Un vehículo blindado alemán pasó con estruendo por la calle y los tres se quedaron inmóviles hasta que se alejó.

– Cabrones -dijo Velisarios.

Pelagia descubrió a continuación las dimensiones de lo que había pedido a su padre que hiciera. Las manos le temblaban y casi no se atrevía a tocar aquellas heridas. Al principio las rozaba apenas, horrorizada cuando levantaba la vista y veía cómo su padre practicaba amplios cortes en torno a las heridas de bala. «Esto se llama desbridamiento -le explicó él-. A mí tampoco me gusta, pero funciona. O sea que si no te gusta, no mires. Estoy retirando la carne dañada. Tú deberías hacer lo mismo…»

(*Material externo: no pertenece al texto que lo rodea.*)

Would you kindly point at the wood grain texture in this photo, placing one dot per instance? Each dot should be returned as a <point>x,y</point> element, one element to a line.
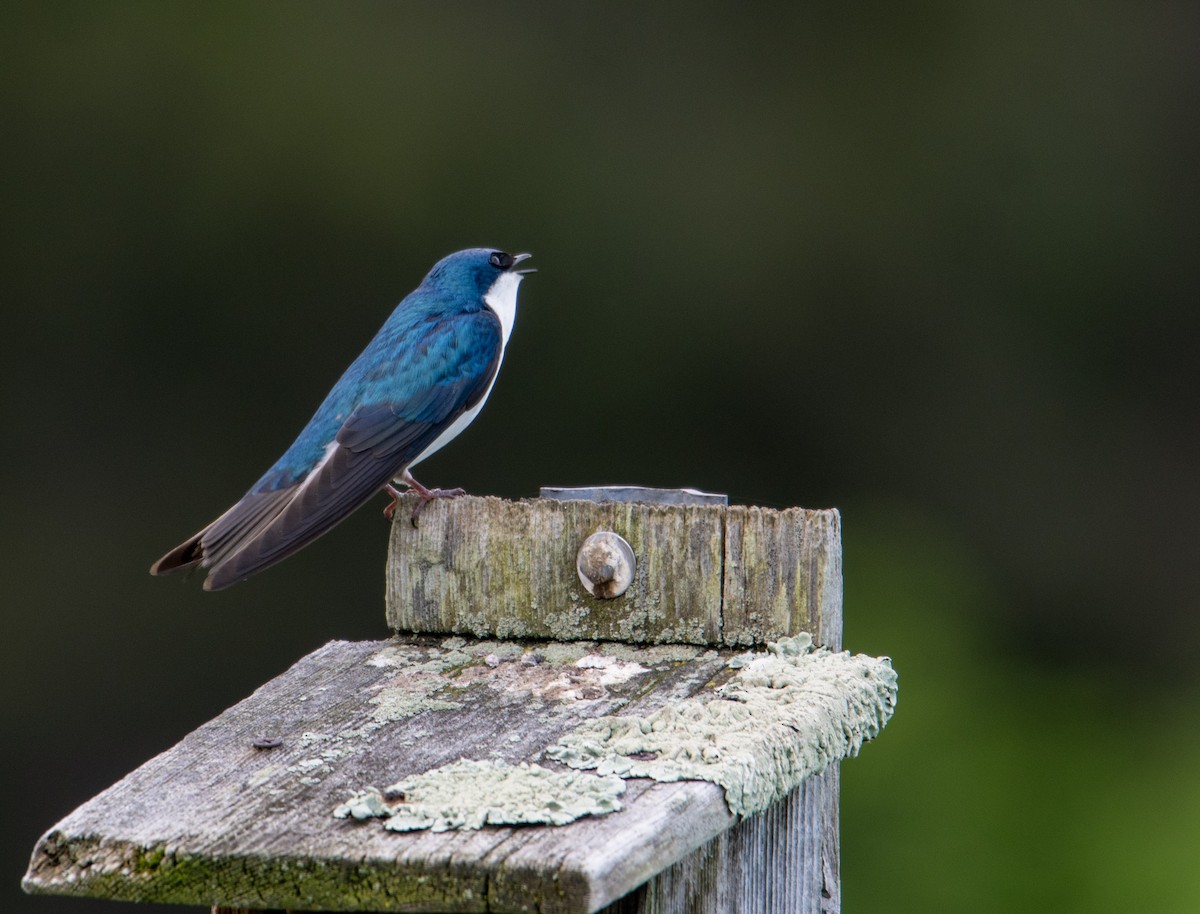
<point>706,575</point>
<point>215,821</point>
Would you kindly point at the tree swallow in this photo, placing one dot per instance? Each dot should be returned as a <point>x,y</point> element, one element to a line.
<point>418,384</point>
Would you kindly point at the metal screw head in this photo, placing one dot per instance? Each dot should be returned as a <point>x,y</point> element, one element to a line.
<point>606,565</point>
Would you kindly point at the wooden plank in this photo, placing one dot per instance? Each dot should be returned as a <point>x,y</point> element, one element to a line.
<point>783,861</point>
<point>706,573</point>
<point>783,575</point>
<point>490,567</point>
<point>217,821</point>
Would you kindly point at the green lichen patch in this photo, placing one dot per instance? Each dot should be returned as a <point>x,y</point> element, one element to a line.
<point>785,715</point>
<point>468,794</point>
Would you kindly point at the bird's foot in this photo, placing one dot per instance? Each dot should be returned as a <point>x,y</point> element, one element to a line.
<point>424,495</point>
<point>390,511</point>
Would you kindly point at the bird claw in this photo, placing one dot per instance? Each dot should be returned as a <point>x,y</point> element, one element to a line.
<point>424,497</point>
<point>432,493</point>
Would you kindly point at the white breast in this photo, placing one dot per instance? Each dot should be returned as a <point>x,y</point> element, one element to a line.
<point>502,298</point>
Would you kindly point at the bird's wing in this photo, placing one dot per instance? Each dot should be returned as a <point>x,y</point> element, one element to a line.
<point>441,377</point>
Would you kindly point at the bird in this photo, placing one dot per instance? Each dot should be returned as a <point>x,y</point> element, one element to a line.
<point>418,384</point>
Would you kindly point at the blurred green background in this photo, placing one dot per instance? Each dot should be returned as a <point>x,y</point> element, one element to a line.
<point>934,264</point>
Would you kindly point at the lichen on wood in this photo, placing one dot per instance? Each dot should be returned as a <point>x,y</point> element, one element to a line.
<point>786,715</point>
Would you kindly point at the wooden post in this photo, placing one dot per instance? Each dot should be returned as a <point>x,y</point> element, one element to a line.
<point>522,745</point>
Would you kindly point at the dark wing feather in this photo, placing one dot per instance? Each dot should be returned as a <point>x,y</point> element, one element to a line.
<point>373,446</point>
<point>225,535</point>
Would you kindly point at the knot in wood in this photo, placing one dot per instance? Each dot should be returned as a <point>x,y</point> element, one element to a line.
<point>606,565</point>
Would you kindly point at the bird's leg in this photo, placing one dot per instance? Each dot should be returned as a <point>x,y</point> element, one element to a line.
<point>425,495</point>
<point>395,500</point>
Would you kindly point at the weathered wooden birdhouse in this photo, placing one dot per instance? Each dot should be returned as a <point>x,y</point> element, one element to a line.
<point>609,699</point>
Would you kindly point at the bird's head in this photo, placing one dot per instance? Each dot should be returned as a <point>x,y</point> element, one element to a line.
<point>475,271</point>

Pelagia intentó contener las náuseas, y Velisarios se apartó y se sentó en el suelo con la espalda apoyada contra la puerta. Los miraría trabajar, sí, pero se ahorraría los detalles.

El doctor empezó por la bala del abdomen, pues necesitaba hacer algo relativamente fácil para ganar confianza en sí mismo. La encontró bajo la superficie de la piel, la extrajo con su fórceps y se maravilló de su forma achatada y torcida.

– Es un milagro -dijo, mostrándosela a Pelagia, que estaba recortando un trozo de piel con unas tijeras planas de cirujano-. ¿Cómo se explica esto?